Configuring Network Load Balancing

You define how the cluster load-balances client requests (and its other behaviors) by using the following Network Load Balancing parameters:

  • Cluster parameters (primary IP address, subnet mask, full Internet name, multicast support, remote control password, and confirm password), which specify the behavior of the cluster.

  • Host parameters (host priority, initial value, dedicated IP address, and subnet mask parameters), which define how each host functions within the cluster and in load-balancing.
    Host parameters are unrelated to the scenario for which you configure the Network Load Balancing cluster.

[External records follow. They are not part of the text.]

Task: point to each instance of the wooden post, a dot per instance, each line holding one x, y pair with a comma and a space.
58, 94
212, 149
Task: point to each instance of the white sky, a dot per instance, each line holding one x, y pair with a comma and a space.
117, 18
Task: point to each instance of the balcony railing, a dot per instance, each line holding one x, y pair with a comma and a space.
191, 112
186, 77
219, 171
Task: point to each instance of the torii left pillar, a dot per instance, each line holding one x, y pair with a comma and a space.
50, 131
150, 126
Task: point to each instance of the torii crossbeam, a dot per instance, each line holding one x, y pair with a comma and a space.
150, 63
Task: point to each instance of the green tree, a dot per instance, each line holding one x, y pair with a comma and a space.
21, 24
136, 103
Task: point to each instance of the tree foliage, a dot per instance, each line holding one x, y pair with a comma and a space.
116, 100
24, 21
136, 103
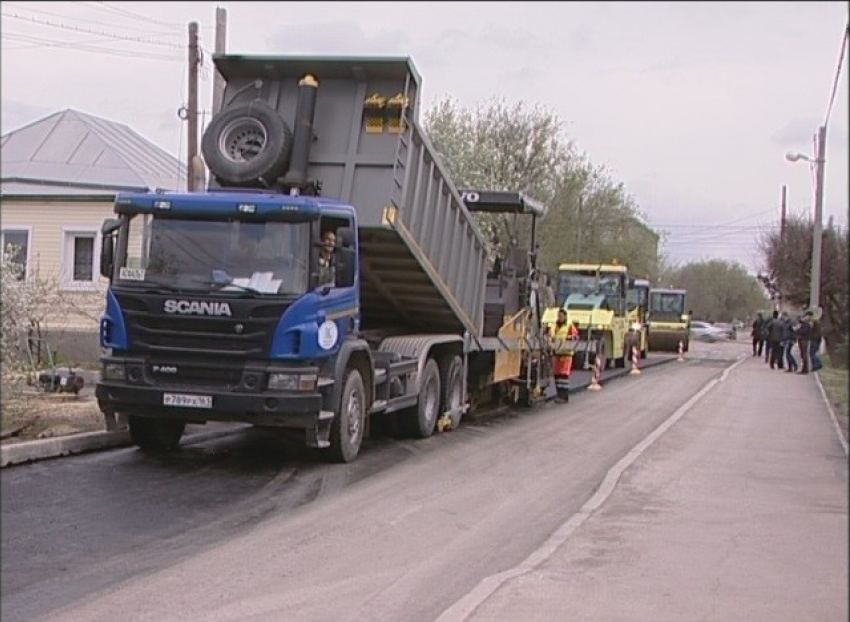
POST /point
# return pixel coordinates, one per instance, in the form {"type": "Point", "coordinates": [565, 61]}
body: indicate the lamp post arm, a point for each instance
{"type": "Point", "coordinates": [817, 229]}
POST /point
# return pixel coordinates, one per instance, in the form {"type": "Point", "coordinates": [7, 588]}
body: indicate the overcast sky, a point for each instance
{"type": "Point", "coordinates": [691, 106]}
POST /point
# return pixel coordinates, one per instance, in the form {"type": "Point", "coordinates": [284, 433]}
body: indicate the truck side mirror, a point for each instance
{"type": "Point", "coordinates": [345, 236]}
{"type": "Point", "coordinates": [107, 255]}
{"type": "Point", "coordinates": [107, 247]}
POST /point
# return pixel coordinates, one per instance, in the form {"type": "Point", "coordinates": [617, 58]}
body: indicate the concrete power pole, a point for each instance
{"type": "Point", "coordinates": [578, 231]}
{"type": "Point", "coordinates": [192, 115]}
{"type": "Point", "coordinates": [817, 229]}
{"type": "Point", "coordinates": [220, 44]}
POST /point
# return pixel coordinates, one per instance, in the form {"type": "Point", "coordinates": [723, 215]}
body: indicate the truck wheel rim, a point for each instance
{"type": "Point", "coordinates": [242, 140]}
{"type": "Point", "coordinates": [353, 415]}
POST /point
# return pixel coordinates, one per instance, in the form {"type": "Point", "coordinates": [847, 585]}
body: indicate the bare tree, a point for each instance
{"type": "Point", "coordinates": [788, 266]}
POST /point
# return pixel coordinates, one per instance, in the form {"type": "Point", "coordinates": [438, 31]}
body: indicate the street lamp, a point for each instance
{"type": "Point", "coordinates": [817, 233]}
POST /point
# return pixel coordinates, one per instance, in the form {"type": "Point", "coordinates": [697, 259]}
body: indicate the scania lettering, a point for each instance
{"type": "Point", "coordinates": [221, 306]}
{"type": "Point", "coordinates": [187, 307]}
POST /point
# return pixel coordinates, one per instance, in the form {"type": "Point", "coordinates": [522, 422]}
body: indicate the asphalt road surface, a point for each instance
{"type": "Point", "coordinates": [251, 527]}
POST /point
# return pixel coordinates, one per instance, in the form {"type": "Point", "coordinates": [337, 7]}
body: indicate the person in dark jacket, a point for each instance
{"type": "Point", "coordinates": [774, 341]}
{"type": "Point", "coordinates": [789, 340]}
{"type": "Point", "coordinates": [758, 334]}
{"type": "Point", "coordinates": [803, 333]}
{"type": "Point", "coordinates": [814, 344]}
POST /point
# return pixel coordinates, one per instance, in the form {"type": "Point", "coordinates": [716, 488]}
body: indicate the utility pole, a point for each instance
{"type": "Point", "coordinates": [578, 230]}
{"type": "Point", "coordinates": [220, 44]}
{"type": "Point", "coordinates": [817, 229]}
{"type": "Point", "coordinates": [192, 114]}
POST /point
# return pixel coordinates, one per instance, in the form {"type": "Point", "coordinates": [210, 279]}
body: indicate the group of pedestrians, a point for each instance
{"type": "Point", "coordinates": [775, 338]}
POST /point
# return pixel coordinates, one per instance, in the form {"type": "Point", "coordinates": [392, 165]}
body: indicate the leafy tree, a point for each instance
{"type": "Point", "coordinates": [788, 264]}
{"type": "Point", "coordinates": [502, 147]}
{"type": "Point", "coordinates": [718, 291]}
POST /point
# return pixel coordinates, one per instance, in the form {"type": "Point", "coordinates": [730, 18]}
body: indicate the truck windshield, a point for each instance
{"type": "Point", "coordinates": [207, 255]}
{"type": "Point", "coordinates": [636, 297]}
{"type": "Point", "coordinates": [664, 306]}
{"type": "Point", "coordinates": [588, 284]}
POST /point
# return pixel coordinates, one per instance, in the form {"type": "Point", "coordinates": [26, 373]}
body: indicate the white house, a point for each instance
{"type": "Point", "coordinates": [58, 180]}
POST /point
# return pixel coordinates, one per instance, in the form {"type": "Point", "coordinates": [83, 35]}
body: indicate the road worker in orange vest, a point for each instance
{"type": "Point", "coordinates": [562, 340]}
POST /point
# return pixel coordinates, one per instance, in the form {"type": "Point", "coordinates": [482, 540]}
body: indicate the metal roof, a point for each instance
{"type": "Point", "coordinates": [73, 153]}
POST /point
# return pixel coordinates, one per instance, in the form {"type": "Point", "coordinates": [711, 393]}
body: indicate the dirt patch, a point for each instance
{"type": "Point", "coordinates": [35, 416]}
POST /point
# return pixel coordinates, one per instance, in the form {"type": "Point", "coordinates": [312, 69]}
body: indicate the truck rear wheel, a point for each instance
{"type": "Point", "coordinates": [247, 144]}
{"type": "Point", "coordinates": [347, 427]}
{"type": "Point", "coordinates": [451, 381]}
{"type": "Point", "coordinates": [155, 435]}
{"type": "Point", "coordinates": [420, 421]}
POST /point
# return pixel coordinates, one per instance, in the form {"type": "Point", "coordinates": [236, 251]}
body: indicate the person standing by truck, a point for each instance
{"type": "Point", "coordinates": [814, 344]}
{"type": "Point", "coordinates": [758, 336]}
{"type": "Point", "coordinates": [774, 340]}
{"type": "Point", "coordinates": [562, 338]}
{"type": "Point", "coordinates": [803, 334]}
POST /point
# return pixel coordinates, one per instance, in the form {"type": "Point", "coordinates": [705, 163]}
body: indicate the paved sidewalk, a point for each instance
{"type": "Point", "coordinates": [738, 511]}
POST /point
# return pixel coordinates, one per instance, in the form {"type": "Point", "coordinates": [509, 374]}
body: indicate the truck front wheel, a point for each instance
{"type": "Point", "coordinates": [347, 427]}
{"type": "Point", "coordinates": [155, 435]}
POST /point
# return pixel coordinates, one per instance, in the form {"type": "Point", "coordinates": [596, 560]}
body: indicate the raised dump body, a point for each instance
{"type": "Point", "coordinates": [423, 260]}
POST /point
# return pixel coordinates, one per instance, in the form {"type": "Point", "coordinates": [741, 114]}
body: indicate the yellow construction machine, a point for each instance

  • Port rules (port range, protocols, filtering mode, affinity, load percentage, equal load distribution, and handling priority parameters), which define how the hosts distribute the incoming requests on a port or range of ports.
    Port rules define distribution of client requests for each scenario and must match on every cluster host. If a server attempts to join the cluster with a port rule that is inconsistent with the rest of the cluster or is incorrectly specified, the server is not accepted into the cluster, and the current load distribution is unchanged. The cluster does not complete convergence while there is a host with a port-rule mismatch.
    For information about ports and a useful list of port assignments, see the appendix "TCP and UDP Port Assignments" in the Microsoft ® Windows ®  2000 Server Resource Kit TCP/IP Core Networking Guide .

For information about the basic concepts of Network Load Balancing parameters and about configuring cluster parameters, host parameters, and port rules, see Windows 2000 Network Load Balancing Help.

For information about scenario-driven guidelines to setting values, see "Implementing Network Load Balancing" earlier in this chapter.

Client requests that you do not want to load-balance are a special case. For information about how to prevent load-balancing of a class of client requests, see "Default Handling of Client Requests" later in this chapter.